BEKASI, KOMPAS.com – Hari ini, Kota Bekasi sudah menggusur dua permukiman warga. Satu berada di Jalan Bougenville Raya, Jakasampurna dan satu lagi di Jalan Irigasi Kampung Poncol Bulak, Jakasetia.
Pemerintah Kota Bekasi menggusur rumah-rumah warga di Jakasampurna pada 25 Juli 2019 lalu. Sementara itu, rumah-rumah warga di Jakasetia sudah rata dengan tanah sejak Oktober-November 2016 silam.
Namun nyatanya, dalih pembebasan lahan di balik agenda penggusuran di dua titik tadi tidak jelas kelanjutannya. Di saat yang bersamaan, warga sudah kehilangan tempat tinggal dan mesti memutar otak untuk memenuhi kebutuhan dasarnya itu.

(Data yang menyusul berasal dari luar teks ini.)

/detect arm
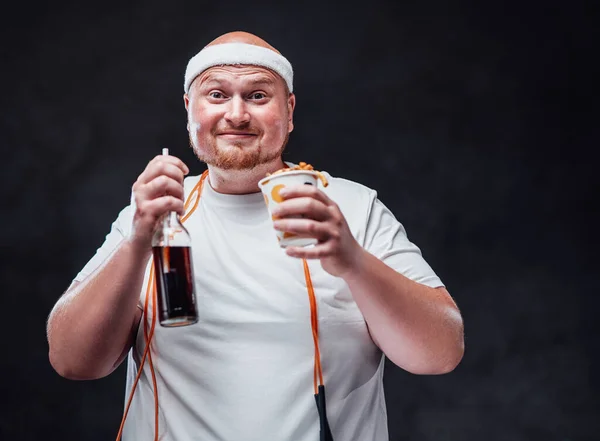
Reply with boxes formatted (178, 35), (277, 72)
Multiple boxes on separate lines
(47, 154), (189, 380)
(271, 185), (464, 375)
(340, 249), (463, 374)
(47, 242), (148, 380)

Dalam dua kasus itu, Pemerintah Kota Bekasi sama-sama dianggap sepihak dan represif dalam melakukan penggusuran.
Penggusuran rumah warga di Jalan Bougenville Raya diwarnai bentrok warga dan aparat. Komnas HAM pun menyayangkan tindakan represif Pemerintah Kota Bekasi yang tak mengindahkan seruan untuk musyawarah mufakat.
Sementara di Jakasetia, Pemerintah Kota Bekasi dinilai tak punya dasar hukum menggusur warga yang sudah tinggal sejak 1982.
Pasalnya, hingga kini, Badan Pertanahan Nasional (BPN) Kota Bekasi yang bertugas menginventarisasi kepemilikan tanah, tak bisa memastikan tanah gusuran tersebut milik siapa karena statusnya kosong.
Jika kosong, besar kemungkinan tanah tersebut ialah tanah negara bebas. Berdasarkan Undang-Undang Pokok Agraria Nomor 5 Tahun 1960, warga yang menempati tanah negara bebas selama lebih dari 20 tahun berhak atas prioritas kepemilikan tanah itu.
Kompas.com pun menelusuri dua lokasi penggusuran itu pada Selasa (20/8/2019).
Baca juga: Markas Ormas di Jakasampurna Bekasi Masih Kebal Gusuran Pemkot
Pemandangan kontras tampak di Jalan Bougenville Raya, Jakasampurna. Tiga bangunan masih berdiri tegak di ujung jalan, sedangkan puluhan rumah yang awalnya berdiri di samping tiga bangunan itu tinggal puing-puing.
Dalih pembebasan lahan guna normalisasi kali di dekat lahan gusuran pun seperti isapan jempol. Hampir satu bulan sejak penggusuran, puing-puing itu tak dibereskan sama sekali.
"Enggak ada yang ngerjain (normalisasi kali). Begini-begini saja," ujar seorang korban gusuran yang ogah menyebut namanya.
Hari itu, tiga rumah yang dua di antaranya berspanduk ormas, tampak beraktivitas seperti biasa. Bangunan paling ujung yang dindingnya dicat dominan biru, sekaligus bangunan paling luas, tampak terparkir beberapa mobil berlogo ormas loreng jingga. Salah satu mobil berlogo ormas itu berpelat merah.
Seorang korban gusuran, Ricky Pakpahan, curiga bahwa Pemerintah Kota Bekasi tak akan menggusur tiga bangunan itu, setidaknya dalam waktu dekat.
Pasalnya, tak tampak sama sekali sikap was-was dari penghuninya, seperti memindahkan isi rumah untuk mengantisipasi penggusuran yang bisa sewaktu-waktu terjadi.